When you believe something according to the Word, you must remain open-minded and available to hear another perspective on it. Let the Holy Spirit help you sift through the truth to conclude of where you stand on it, and when you confront, you’ll do it out of awe for God’s Word, not a need to defend it.

The persecutors didn’t shake the psalmist up because he was so captivated by God’s truth. It didn’t matter who came against him or the Word because he was ready to rejoice, as one would find plunder. It’s almost as if he sought what truth he could find among his enemies.

Consuming the Word, not the World

163 I hate and loathe falsehood, But I love Your Law. 164 Seven times a day I praise You because of Your righteous judgments. 165 Those who love Your Law have great peace, and nothing causes them to stumble.

The closer we get to God, the more we love His Word. We recognize truth and distinguish it from falsehood. But if we only love certain parts of His word and become selective, then it’s easier for other lies to seep in unnoticeably.

When we’re used to eating the same thing over and over, it’s sometimes scary to try new foods, especially when the textures seem weird.
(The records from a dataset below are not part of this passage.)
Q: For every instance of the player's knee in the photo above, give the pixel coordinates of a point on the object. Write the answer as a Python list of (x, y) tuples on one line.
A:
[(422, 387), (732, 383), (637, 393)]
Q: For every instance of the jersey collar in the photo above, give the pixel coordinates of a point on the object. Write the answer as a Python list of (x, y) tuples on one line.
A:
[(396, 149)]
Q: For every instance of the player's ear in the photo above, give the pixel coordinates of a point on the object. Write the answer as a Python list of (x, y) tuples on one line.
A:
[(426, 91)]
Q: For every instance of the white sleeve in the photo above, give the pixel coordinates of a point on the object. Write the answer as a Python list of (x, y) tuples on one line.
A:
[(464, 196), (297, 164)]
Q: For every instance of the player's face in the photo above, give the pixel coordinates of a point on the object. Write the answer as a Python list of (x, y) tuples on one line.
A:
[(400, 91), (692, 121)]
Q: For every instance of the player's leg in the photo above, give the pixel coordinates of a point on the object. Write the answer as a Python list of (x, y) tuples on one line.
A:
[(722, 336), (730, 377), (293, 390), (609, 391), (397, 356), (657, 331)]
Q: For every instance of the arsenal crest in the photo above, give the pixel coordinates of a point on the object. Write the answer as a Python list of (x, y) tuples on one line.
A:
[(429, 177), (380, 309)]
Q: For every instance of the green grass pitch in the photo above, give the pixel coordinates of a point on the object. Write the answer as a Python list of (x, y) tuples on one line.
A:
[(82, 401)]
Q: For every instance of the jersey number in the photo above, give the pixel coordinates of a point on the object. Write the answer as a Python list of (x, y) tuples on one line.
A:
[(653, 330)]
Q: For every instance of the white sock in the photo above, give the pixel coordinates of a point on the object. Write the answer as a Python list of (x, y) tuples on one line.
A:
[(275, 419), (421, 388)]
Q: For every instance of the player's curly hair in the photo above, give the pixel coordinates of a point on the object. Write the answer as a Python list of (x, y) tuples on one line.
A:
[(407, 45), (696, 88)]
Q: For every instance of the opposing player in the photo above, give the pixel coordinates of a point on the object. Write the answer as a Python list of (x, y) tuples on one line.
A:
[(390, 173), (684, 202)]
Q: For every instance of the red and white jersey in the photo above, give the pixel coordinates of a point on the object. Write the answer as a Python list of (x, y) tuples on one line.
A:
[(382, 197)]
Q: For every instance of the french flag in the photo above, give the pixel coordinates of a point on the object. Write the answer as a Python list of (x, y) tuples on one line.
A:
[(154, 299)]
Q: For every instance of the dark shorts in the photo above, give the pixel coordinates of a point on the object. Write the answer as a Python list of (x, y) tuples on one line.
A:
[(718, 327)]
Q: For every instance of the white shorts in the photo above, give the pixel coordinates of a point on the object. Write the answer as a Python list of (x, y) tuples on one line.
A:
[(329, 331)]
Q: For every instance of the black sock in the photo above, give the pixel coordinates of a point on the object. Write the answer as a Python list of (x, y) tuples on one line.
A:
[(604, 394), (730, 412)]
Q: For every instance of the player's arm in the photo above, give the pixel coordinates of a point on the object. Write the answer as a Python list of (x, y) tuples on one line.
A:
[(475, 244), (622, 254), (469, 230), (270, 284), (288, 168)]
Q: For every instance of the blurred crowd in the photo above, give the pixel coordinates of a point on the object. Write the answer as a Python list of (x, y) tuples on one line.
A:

We need to learn how to cleanse our palates and try new things in the Word, no matter how uncomfortable it makes us. From the hard, meaty truths, to the soft, slurp-able ones.

I’m also sure that by now, as an adult, you know what is food and what’s not. You learn that from a very young age when your “preferences” weigh in on your decisions. What you shoved in your mouth as a toddler doesn’t seem as appealing now. Not only that, it’s probably not even edible. And that’s how it is with God. 

It wasn’t until Saul met Christ did he hate falsehood. When Christ transformed him and called him Paul, there was a new zeal birthed that came from a place of love. Before this, he was zealous for religion and tradition, but not relationship and transformation. He thought his persecuting of the early Christians was the “right thing” to do yet, until he met Truth, he didn’t know he was living in a lie. 

God’s food for us is clear and of the spirit, not the world. And that’s the psalmist’s point here: he hates and loathes falsehood, things that are not of the Lord, and instead loves the Law. You wouldn’t eat inedible things now because you know it’s not, well, edible. 

And when you’re in Christ, you’ll grow in discernment between Truth and lies, and eat that what is of the Father (John 4:34), which will lead you to peace and a firm foundation in Him.

Purposeful Consumption

166 I hope for Your salvation, Lord, And do Your commandments. 167 My soul keeps Your testimonies, And I love them exceedingly. 168 I keep Your precepts and Your testimonies, For all my ways are before You.

As you let the Word consume you, break down God’s truth with purpose. There must be a response of obedience to it for ultimate growth. Just like when you exercise and workout, you need to have food to support your system. You become selective in what you eat, because you know what it will do to your body.

You wouldn’t eat sugar and processed foods if your goal is to lose fat, because you know it’s unhealthy and will do the opposite. But you also wouldn’t limit yourself to just vegetables if you were building muscle. You would include protein and carbs and purposefully consume it to bulk up.

Similarly to God’s Word, when you need wisdom, you read through the wisdom books. When you need to know more about Jesus, you’d look to the gospels and epistles.

In these last 3 verses, the psalmist helps us see that purposeful consumption of God’s Word is vital to our growth. We all face struggles throughout life but cope differently. Instead of just coping, God gave us His Word to find hope in all situations.

Whatever the struggle, you can hope for God’s salvation and do what He commanded. Remind your soul to keep and love God’s testimonies, or in simpler terms, meditate on what God has done for you in the past. And lastly, as you keep His Word, know that your ways are completely before the Lord (Psalm 1139:23-24).

Because all of this leads to growth in your relationship with God, your character, and relationships with others. God’s Word should bring you closer to God and other people, purifying your heart with fire as you make it ready for consumption.